Quand elle rouvrit les yeux, Mitch somnolait sur une chaise à son chevet. La pendule affichait minuit. Je vais passer l’éternité dans cette chambre.
Elle avait encore envie d’aller aux toilettes.
— Mitch, appela-t-elle.
Aucune réaction. Elle chercha du regard Sue ou Mary Hand, mais il n’y avait que son mari dans la chambre. Le moniteur bipait régulièrement.
— Mitch !
Il sursauta, se leva et, encore ensommeillé, l’aida à se rendre aux toilettes. Elle avait voulu se soulager avant de partir à la clinique, mais son corps avait refusé de coopérer et cela l’inquiétait. Son état lui inspirait un mélange de colère et d’émerveillement. Le corps prenait les commandes, mais elle se demandait s’il savait ce qu’il faisait. Je suis mon corps. L’esprit est une illusion. La chair est déconcertée.
Mitch faisait les cent pas dans la chambre, sirotant l’infâme café de la clinique. L’éclat bleu des lumières fluorescentes était gravé dans sa mémoire. Il avait l’impression de n’avoir jamais vu le soleil. Ses sourcils le démangeaient atrocement. Va dans la grotte. Hiberne, et elle accouchera pendant que nous dormirons. C’est comme ça que font les ours. Les ours évoluent pendant leur sommeil. C’est mieux ainsi.
Sue vint tenir compagnie à Kaye pendant qu’il faisait une pause. Il sortit et se planta sous le ciel étoilé. Même dehors, dans ce lieu presque désert, il y avait un réverbère pour l’aveugler et pour rogner l’immensité de l’univers.
Mon Dieu, j’ai parcouru un si long chemin, mais rien n’a changé. Je suis marié, je vais être père, et je suis toujours chômeur, je vis toujours grâce à…
Il chassa ces idées, agita les mains, s’ébroua pour se débarrasser de la nervosité induite par le café. Ses pensées vagabondaient, de sa première expérience sexuelle – il avait eu peur d’engrosser cette fille – aux conversations qu’il avait eues avec le directeur du muséum Hayer avant d’être viré, puis à Jack, qui s’efforçait de voir les événements de son point de vue d’Indien.

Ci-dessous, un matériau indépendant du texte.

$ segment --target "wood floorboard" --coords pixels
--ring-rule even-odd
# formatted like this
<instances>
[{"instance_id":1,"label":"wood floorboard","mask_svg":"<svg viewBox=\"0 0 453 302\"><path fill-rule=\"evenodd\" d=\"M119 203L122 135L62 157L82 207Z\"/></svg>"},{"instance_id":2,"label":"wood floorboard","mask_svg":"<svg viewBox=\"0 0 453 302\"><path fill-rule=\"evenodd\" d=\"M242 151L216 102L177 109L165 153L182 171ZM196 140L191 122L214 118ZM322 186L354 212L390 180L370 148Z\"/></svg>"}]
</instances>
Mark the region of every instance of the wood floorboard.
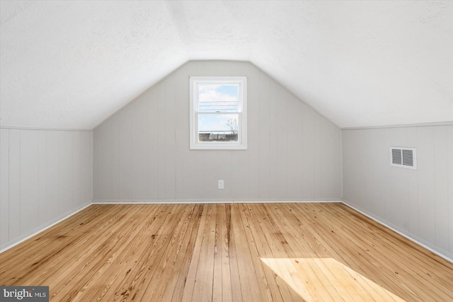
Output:
<instances>
[{"instance_id":1,"label":"wood floorboard","mask_svg":"<svg viewBox=\"0 0 453 302\"><path fill-rule=\"evenodd\" d=\"M453 264L338 203L96 204L0 254L52 301L449 301Z\"/></svg>"}]
</instances>

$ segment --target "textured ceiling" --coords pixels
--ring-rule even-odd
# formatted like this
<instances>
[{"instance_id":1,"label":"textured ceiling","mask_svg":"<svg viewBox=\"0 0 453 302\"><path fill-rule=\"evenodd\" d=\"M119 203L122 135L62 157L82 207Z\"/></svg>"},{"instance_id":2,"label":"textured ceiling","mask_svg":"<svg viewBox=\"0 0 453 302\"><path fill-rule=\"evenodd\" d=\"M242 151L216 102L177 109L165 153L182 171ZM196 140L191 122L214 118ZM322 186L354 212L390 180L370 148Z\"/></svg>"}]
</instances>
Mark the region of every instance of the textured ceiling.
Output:
<instances>
[{"instance_id":1,"label":"textured ceiling","mask_svg":"<svg viewBox=\"0 0 453 302\"><path fill-rule=\"evenodd\" d=\"M0 1L0 124L92 129L190 59L342 127L453 121L453 1Z\"/></svg>"}]
</instances>

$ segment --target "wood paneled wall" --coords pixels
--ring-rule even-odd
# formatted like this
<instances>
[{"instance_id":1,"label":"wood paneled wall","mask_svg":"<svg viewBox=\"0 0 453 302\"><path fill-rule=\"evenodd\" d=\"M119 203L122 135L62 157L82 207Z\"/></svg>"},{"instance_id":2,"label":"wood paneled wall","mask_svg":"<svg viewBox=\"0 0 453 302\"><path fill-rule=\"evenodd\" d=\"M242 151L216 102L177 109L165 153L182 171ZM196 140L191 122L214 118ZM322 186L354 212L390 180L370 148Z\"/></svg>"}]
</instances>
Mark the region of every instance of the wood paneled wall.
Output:
<instances>
[{"instance_id":1,"label":"wood paneled wall","mask_svg":"<svg viewBox=\"0 0 453 302\"><path fill-rule=\"evenodd\" d=\"M189 149L190 76L247 76L248 150ZM340 129L248 62L189 62L93 132L95 201L341 198Z\"/></svg>"},{"instance_id":2,"label":"wood paneled wall","mask_svg":"<svg viewBox=\"0 0 453 302\"><path fill-rule=\"evenodd\" d=\"M415 147L417 170L390 166ZM343 199L453 259L453 125L343 131Z\"/></svg>"},{"instance_id":3,"label":"wood paneled wall","mask_svg":"<svg viewBox=\"0 0 453 302\"><path fill-rule=\"evenodd\" d=\"M0 250L91 202L91 132L0 129Z\"/></svg>"}]
</instances>

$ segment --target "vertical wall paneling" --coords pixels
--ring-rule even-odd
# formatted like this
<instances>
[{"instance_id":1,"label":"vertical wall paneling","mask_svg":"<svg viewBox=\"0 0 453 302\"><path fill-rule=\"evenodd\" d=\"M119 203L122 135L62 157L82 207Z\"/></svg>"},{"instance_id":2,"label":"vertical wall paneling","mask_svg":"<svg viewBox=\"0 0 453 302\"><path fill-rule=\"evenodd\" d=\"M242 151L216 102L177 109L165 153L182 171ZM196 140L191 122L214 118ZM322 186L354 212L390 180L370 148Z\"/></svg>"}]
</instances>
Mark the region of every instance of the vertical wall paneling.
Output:
<instances>
[{"instance_id":1,"label":"vertical wall paneling","mask_svg":"<svg viewBox=\"0 0 453 302\"><path fill-rule=\"evenodd\" d=\"M182 154L182 197L194 199L199 197L197 194L197 170L199 167L198 158L201 158L200 150L190 150L189 149L189 77L197 74L197 64L194 62L189 62L183 68L183 76L180 79L183 84L178 88L180 91L177 99L177 106L178 111L177 115L180 117L180 135L176 136L176 141L178 144L178 150ZM187 177L192 175L192 177Z\"/></svg>"},{"instance_id":2,"label":"vertical wall paneling","mask_svg":"<svg viewBox=\"0 0 453 302\"><path fill-rule=\"evenodd\" d=\"M447 165L448 166L449 250L453 252L453 127L447 127Z\"/></svg>"},{"instance_id":3,"label":"vertical wall paneling","mask_svg":"<svg viewBox=\"0 0 453 302\"><path fill-rule=\"evenodd\" d=\"M0 246L9 240L9 129L0 129Z\"/></svg>"},{"instance_id":4,"label":"vertical wall paneling","mask_svg":"<svg viewBox=\"0 0 453 302\"><path fill-rule=\"evenodd\" d=\"M72 209L72 133L60 131L59 134L59 214L63 215Z\"/></svg>"},{"instance_id":5,"label":"vertical wall paneling","mask_svg":"<svg viewBox=\"0 0 453 302\"><path fill-rule=\"evenodd\" d=\"M147 115L148 106L146 98L133 102L131 110L131 194L137 199L146 199L148 196L148 137ZM111 150L111 140L109 142ZM111 152L110 153L111 158Z\"/></svg>"},{"instance_id":6,"label":"vertical wall paneling","mask_svg":"<svg viewBox=\"0 0 453 302\"><path fill-rule=\"evenodd\" d=\"M304 195L314 197L314 170L317 168L314 162L314 120L315 112L305 104L302 104L302 182L304 183ZM341 195L337 195L341 196Z\"/></svg>"},{"instance_id":7,"label":"vertical wall paneling","mask_svg":"<svg viewBox=\"0 0 453 302\"><path fill-rule=\"evenodd\" d=\"M158 199L166 199L165 196L166 192L166 183L165 180L166 178L166 150L164 146L166 145L165 139L166 139L166 133L165 133L165 125L166 125L166 116L165 116L165 110L166 110L166 93L165 93L165 81L161 82L157 84L157 90L158 90L158 95L157 95L157 116L154 115L154 118L156 118L159 121L159 127L157 132L157 144L159 146L159 153L158 153L158 158L159 158L159 178L158 178Z\"/></svg>"},{"instance_id":8,"label":"vertical wall paneling","mask_svg":"<svg viewBox=\"0 0 453 302\"><path fill-rule=\"evenodd\" d=\"M179 70L176 72L178 72ZM162 132L164 139L162 141L164 146L165 153L165 198L174 199L176 198L176 73L171 74L164 82L165 89L165 122L162 124ZM139 100L137 100L139 101Z\"/></svg>"},{"instance_id":9,"label":"vertical wall paneling","mask_svg":"<svg viewBox=\"0 0 453 302\"><path fill-rule=\"evenodd\" d=\"M269 139L268 142L269 144L269 195L268 198L277 198L277 106L280 104L279 100L277 98L277 83L273 82L270 78L268 78L269 80L269 90L268 93L268 115L269 115ZM302 106L305 104L302 103ZM303 122L303 118L302 118ZM305 186L305 184L304 184ZM303 195L306 196L306 195ZM340 195L338 195L340 196Z\"/></svg>"},{"instance_id":10,"label":"vertical wall paneling","mask_svg":"<svg viewBox=\"0 0 453 302\"><path fill-rule=\"evenodd\" d=\"M21 130L21 233L38 226L38 132Z\"/></svg>"},{"instance_id":11,"label":"vertical wall paneling","mask_svg":"<svg viewBox=\"0 0 453 302\"><path fill-rule=\"evenodd\" d=\"M417 129L406 128L407 146L417 148ZM408 211L408 226L407 229L412 234L418 236L418 173L416 170L408 170L407 207L404 211Z\"/></svg>"},{"instance_id":12,"label":"vertical wall paneling","mask_svg":"<svg viewBox=\"0 0 453 302\"><path fill-rule=\"evenodd\" d=\"M343 200L453 258L453 125L343 130ZM391 167L415 147L417 170Z\"/></svg>"},{"instance_id":13,"label":"vertical wall paneling","mask_svg":"<svg viewBox=\"0 0 453 302\"><path fill-rule=\"evenodd\" d=\"M391 132L390 146L408 146L407 128L396 128ZM391 199L386 214L396 226L408 228L409 216L407 214L409 205L407 201L409 194L408 187L409 170L398 167L391 167L390 170L393 180L391 184Z\"/></svg>"},{"instance_id":14,"label":"vertical wall paneling","mask_svg":"<svg viewBox=\"0 0 453 302\"><path fill-rule=\"evenodd\" d=\"M247 150L189 149L189 77L208 75L247 76ZM338 133L250 63L190 62L94 130L94 199L338 200Z\"/></svg>"},{"instance_id":15,"label":"vertical wall paneling","mask_svg":"<svg viewBox=\"0 0 453 302\"><path fill-rule=\"evenodd\" d=\"M271 85L270 79L267 74L260 72L260 92L258 102L260 104L260 197L270 196L270 112L269 111L269 105L270 103L270 89Z\"/></svg>"},{"instance_id":16,"label":"vertical wall paneling","mask_svg":"<svg viewBox=\"0 0 453 302\"><path fill-rule=\"evenodd\" d=\"M287 190L289 198L302 196L302 107L300 100L288 94L287 101ZM333 196L333 194L328 196Z\"/></svg>"},{"instance_id":17,"label":"vertical wall paneling","mask_svg":"<svg viewBox=\"0 0 453 302\"><path fill-rule=\"evenodd\" d=\"M99 139L96 139L96 150L99 158L96 166L97 190L103 198L112 198L113 163L112 163L112 120L108 120L99 129Z\"/></svg>"},{"instance_id":18,"label":"vertical wall paneling","mask_svg":"<svg viewBox=\"0 0 453 302\"><path fill-rule=\"evenodd\" d=\"M9 130L9 239L21 234L21 130Z\"/></svg>"},{"instance_id":19,"label":"vertical wall paneling","mask_svg":"<svg viewBox=\"0 0 453 302\"><path fill-rule=\"evenodd\" d=\"M248 83L250 81L249 69L241 63L232 63L231 64L232 74L237 76L247 76ZM250 148L250 92L251 89L248 86L247 88L247 102L248 102L248 140L247 143ZM256 134L255 134L256 135ZM253 141L253 139L252 139ZM250 150L250 149L248 149ZM235 151L231 152L231 198L234 199L248 199L250 197L250 190L246 180L251 179L252 171L250 169L248 151ZM259 171L258 171L259 173ZM258 188L259 190L259 188Z\"/></svg>"},{"instance_id":20,"label":"vertical wall paneling","mask_svg":"<svg viewBox=\"0 0 453 302\"><path fill-rule=\"evenodd\" d=\"M39 225L47 221L47 132L38 132L38 218Z\"/></svg>"},{"instance_id":21,"label":"vertical wall paneling","mask_svg":"<svg viewBox=\"0 0 453 302\"><path fill-rule=\"evenodd\" d=\"M154 87L145 94L147 100L147 144L148 144L148 199L159 198L159 112L158 90Z\"/></svg>"},{"instance_id":22,"label":"vertical wall paneling","mask_svg":"<svg viewBox=\"0 0 453 302\"><path fill-rule=\"evenodd\" d=\"M81 132L73 132L72 134L72 209L79 206L82 200L82 163L83 160L83 138Z\"/></svg>"},{"instance_id":23,"label":"vertical wall paneling","mask_svg":"<svg viewBox=\"0 0 453 302\"><path fill-rule=\"evenodd\" d=\"M434 129L417 128L417 170L418 171L419 236L435 244L436 192L434 170Z\"/></svg>"},{"instance_id":24,"label":"vertical wall paneling","mask_svg":"<svg viewBox=\"0 0 453 302\"><path fill-rule=\"evenodd\" d=\"M439 127L434 132L434 190L435 192L435 243L448 250L448 165L447 128ZM453 230L450 231L453 232Z\"/></svg>"},{"instance_id":25,"label":"vertical wall paneling","mask_svg":"<svg viewBox=\"0 0 453 302\"><path fill-rule=\"evenodd\" d=\"M120 112L120 199L130 198L132 194L132 121L131 108L126 106ZM102 125L103 126L103 124ZM97 137L95 137L95 139ZM100 156L100 155L98 155ZM99 158L96 158L98 161Z\"/></svg>"},{"instance_id":26,"label":"vertical wall paneling","mask_svg":"<svg viewBox=\"0 0 453 302\"><path fill-rule=\"evenodd\" d=\"M58 131L49 131L47 136L47 217L57 217L62 208L59 197L59 135Z\"/></svg>"},{"instance_id":27,"label":"vertical wall paneling","mask_svg":"<svg viewBox=\"0 0 453 302\"><path fill-rule=\"evenodd\" d=\"M92 199L92 132L1 129L0 250Z\"/></svg>"},{"instance_id":28,"label":"vertical wall paneling","mask_svg":"<svg viewBox=\"0 0 453 302\"><path fill-rule=\"evenodd\" d=\"M288 92L281 86L277 88L277 195L287 198L287 103Z\"/></svg>"}]
</instances>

Mitch n’avait pas d’autre point de vue que scientifique. Toute sa vie durant, il s’était efforcé d’être objectif, de se distancier de l’équation, d’examiner d’un œil détaché les résultats de ses fouilles. Il avait troqué des fragments de sa vie contre des aperçus probablement erronés sur la vie des morts. Jack croyait en un cercle de vie où personne n’était jamais vraiment isolé. Mitch ne pouvait en faire autant. Mais il espérait que Jack avait raison.

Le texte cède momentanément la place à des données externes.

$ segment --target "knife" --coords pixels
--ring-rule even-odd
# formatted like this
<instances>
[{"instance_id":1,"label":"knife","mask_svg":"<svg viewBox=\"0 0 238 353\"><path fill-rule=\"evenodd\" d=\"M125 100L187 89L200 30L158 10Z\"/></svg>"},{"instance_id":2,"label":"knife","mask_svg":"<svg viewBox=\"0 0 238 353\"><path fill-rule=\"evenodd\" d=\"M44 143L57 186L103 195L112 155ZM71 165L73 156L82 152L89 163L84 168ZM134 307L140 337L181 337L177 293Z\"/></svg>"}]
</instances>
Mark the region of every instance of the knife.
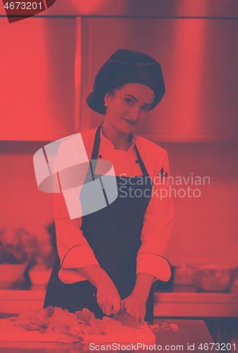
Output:
<instances>
[{"instance_id":1,"label":"knife","mask_svg":"<svg viewBox=\"0 0 238 353\"><path fill-rule=\"evenodd\" d=\"M93 294L93 299L94 301L97 301L97 297L95 293ZM112 315L112 318L117 320L117 321L121 321L122 325L125 326L129 326L129 328L136 328L139 330L141 328L141 323L138 321L132 315L126 313L124 310L120 309L119 313Z\"/></svg>"},{"instance_id":2,"label":"knife","mask_svg":"<svg viewBox=\"0 0 238 353\"><path fill-rule=\"evenodd\" d=\"M119 312L114 313L112 316L114 320L121 321L122 325L129 326L129 328L136 328L139 330L141 328L141 323L129 313L126 313L124 310L120 309Z\"/></svg>"}]
</instances>

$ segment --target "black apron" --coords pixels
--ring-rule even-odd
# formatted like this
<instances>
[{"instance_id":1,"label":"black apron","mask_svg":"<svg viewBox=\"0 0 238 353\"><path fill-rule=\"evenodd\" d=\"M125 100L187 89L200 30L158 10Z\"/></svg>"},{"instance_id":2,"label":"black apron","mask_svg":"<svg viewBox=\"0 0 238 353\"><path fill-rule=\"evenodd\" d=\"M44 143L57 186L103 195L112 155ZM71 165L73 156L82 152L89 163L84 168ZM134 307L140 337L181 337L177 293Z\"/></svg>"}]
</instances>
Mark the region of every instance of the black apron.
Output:
<instances>
[{"instance_id":1,"label":"black apron","mask_svg":"<svg viewBox=\"0 0 238 353\"><path fill-rule=\"evenodd\" d=\"M100 128L96 131L91 160L97 160ZM82 216L81 229L100 263L117 288L121 299L129 297L136 280L136 256L141 245L140 237L143 219L150 201L153 183L135 145L137 162L143 176L116 176L118 197L111 204L93 213ZM101 157L101 156L100 156ZM103 156L102 156L103 158ZM94 175L96 179L101 176ZM85 179L85 181L88 182ZM129 189L130 188L130 189ZM125 197L126 196L126 197ZM83 186L80 198L83 199ZM83 209L83 205L82 205ZM64 260L63 260L64 262ZM88 280L72 284L63 283L58 273L63 265L56 253L49 281L44 307L52 305L66 309L71 312L88 308L97 318L105 314L93 299L97 292ZM153 287L146 303L145 320L153 317Z\"/></svg>"}]
</instances>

L’air sentait bon. Il regretta que Kaye ne puisse sortir et partager ce parfum avec lui, puis un pick-up passa non loin de là, et il sentit une odeur d’huile chaude et de gaz d’échappement.
Kaye s’assoupissait entre deux contractions, mais seulement pour quelques minutes. Deux heures du matin, et toujours cinq centimètres. Avant sa petite sieste, Chambers était venu l’examiner, se fendant d’un sourire rassurant après avoir regardé le moniteur.
— On pourra bientôt essayer la pitocine. Ça accélérera les choses. On appelle ça le Bardahl du bébé, déclara-t-il.
Mais Kaye ne comprit pas cette remarque, ignorant ce qu’était le Bardahl.